Source: State Demography Office, demography.dola.colorado.gov
EDWARDS — While the Front Range is growing quickly, population growth has been more subdued in Eagle County. That isn't necessarily a good thing.
Elizabeth Garner, of the Colorado State Demography Office, keeps track of all kinds of numbers regarding population, employment and migration. Speaking at a Wednesday event sponsored by the Vail Symposium and Vail Valley Partnership, Garner gave the audience plenty to ponder, particularly about who's coming to the valley and, perhaps more important, who's staying.
Taking care of Boomers
One of the most significant groups expected to stay in the valley is people ages 65 and older. Currently, that part of the county's population is a bit more than 4,000 people, but that figure is expected to nearly triple by 2030.
Every year, about 550 people in the county celebrate their 65th birthdays, and only about 150 of those residents subsequently leave. Eagle County has a good strategy for aging policy, Garner said, which is among the factors contributing to more and more residents staying in the valley as they age.
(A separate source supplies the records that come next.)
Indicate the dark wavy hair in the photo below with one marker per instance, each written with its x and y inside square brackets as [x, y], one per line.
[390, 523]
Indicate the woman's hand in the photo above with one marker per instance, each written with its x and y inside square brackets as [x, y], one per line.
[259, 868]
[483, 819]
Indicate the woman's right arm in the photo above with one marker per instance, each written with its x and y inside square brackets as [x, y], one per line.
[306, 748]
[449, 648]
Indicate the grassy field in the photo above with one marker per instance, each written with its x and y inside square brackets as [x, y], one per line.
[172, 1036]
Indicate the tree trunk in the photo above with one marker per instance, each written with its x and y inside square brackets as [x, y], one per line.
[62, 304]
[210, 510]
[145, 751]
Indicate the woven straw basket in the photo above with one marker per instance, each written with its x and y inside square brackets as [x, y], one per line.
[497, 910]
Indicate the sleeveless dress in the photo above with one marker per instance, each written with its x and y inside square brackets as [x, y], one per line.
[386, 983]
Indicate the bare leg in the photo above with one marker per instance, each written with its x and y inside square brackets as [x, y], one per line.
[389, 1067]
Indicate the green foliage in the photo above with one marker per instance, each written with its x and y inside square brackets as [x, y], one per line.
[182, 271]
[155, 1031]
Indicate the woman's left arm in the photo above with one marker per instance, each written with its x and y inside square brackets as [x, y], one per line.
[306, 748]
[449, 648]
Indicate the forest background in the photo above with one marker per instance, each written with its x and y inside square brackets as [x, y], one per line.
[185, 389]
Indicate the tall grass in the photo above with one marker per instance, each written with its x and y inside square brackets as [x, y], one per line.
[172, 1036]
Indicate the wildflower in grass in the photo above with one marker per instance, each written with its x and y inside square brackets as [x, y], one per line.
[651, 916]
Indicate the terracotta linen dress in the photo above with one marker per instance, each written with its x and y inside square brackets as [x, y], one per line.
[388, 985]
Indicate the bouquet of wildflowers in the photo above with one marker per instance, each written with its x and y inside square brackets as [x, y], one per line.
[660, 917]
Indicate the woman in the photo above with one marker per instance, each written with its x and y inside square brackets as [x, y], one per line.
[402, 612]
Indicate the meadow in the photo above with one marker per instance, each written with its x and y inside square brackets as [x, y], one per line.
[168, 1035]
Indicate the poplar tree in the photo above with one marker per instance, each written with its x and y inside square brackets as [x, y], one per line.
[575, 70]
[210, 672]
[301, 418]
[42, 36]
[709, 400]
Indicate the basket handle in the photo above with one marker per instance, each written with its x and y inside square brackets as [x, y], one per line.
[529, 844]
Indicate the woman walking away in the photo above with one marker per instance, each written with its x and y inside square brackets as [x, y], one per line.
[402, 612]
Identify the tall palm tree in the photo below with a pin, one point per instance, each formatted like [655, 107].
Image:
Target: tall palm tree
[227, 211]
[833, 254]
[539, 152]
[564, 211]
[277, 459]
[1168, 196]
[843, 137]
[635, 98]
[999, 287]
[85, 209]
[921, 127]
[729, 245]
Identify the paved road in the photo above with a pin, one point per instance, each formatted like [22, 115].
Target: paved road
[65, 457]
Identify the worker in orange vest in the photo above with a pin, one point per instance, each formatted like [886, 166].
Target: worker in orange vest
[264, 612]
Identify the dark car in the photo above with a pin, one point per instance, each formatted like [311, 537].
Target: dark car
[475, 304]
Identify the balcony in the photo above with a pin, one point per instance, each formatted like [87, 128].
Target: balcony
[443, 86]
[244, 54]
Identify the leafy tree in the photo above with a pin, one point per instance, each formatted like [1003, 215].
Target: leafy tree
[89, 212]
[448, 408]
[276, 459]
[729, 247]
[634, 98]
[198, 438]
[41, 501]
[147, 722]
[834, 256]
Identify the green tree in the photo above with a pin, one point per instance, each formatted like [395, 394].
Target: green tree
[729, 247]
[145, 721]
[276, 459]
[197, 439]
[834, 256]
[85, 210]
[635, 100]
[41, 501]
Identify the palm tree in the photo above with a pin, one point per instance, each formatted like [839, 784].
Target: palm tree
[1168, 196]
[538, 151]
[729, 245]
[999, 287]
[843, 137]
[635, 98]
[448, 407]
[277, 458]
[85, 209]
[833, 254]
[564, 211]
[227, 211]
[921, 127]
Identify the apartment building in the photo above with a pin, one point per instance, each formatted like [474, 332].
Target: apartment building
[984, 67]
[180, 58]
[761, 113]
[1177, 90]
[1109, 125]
As Baby Boomers — people born between roughly 1946 and 1964 — age out of the workforce, the question becomes not only who will fill those jobs, but who will provide the services those older residents require.
If Garner's forecast holds, then the county will have a need for roughly 3,000 jobs to take care of its older population. As with many professions, a lot of the entry-level jobs will be filled by people between 20 and 30 years old — the age group that accounts for the bulk of people now coming to Eagle County.
Moving up the age chart a few years, people in their 30s and 40s are the most likely to leave the county, which isn't good news for the collective workforce, as workers in that age range tend to fill the next job tier.
"We need exceptional 45-year-olds," Garner said, adding that local employers need to grow that group and get those employees to stay in the valley, particularly to move into positions vacated as the older generation retires.
Housing a factor
Summit County's job creation has outstripped that of Eagle County and has passed its previous peak set in 2007. Eagle County, by comparison, still has fewer jobs than it did in 2007.
Vail Valley Partnership CEO Chris Romer speculated that job-creation pace may be due in part to Summit County's aggressive housing program, which has built or acquired more than 400 deed-restricted homes in the past several years.
Housing will be crucial to keeping younger workers in the valley, particularly those who are looking to buy a first home or a home for a young, growing family. Older residents who stay in their homes — and live longer than people of similar ages 30 years ago — put further pressure on housing for younger residents.
Wages can't keep up
Another problem with future growth, in Eagle County and much of the rest of the region, is that wages aren't keeping up with similar positions on the Front Range. A recent study by the Northwest Colorado Council of Governments — a group that covers essentially the northwest quarter of the state — shows that the average annual salary in the region is more than $13,000 per year below the state average.
Colorado is one of the most expensive states to live in, Garner said. Eagle County, with its current atmosphere, simply can't sustain its current high-cost, low-wage model.
"We need to address that," Romer said.
Then there's the fact that other nearby states have lower — sometimes far lower — costs of living.
"Utah is a much better deal," Garner said.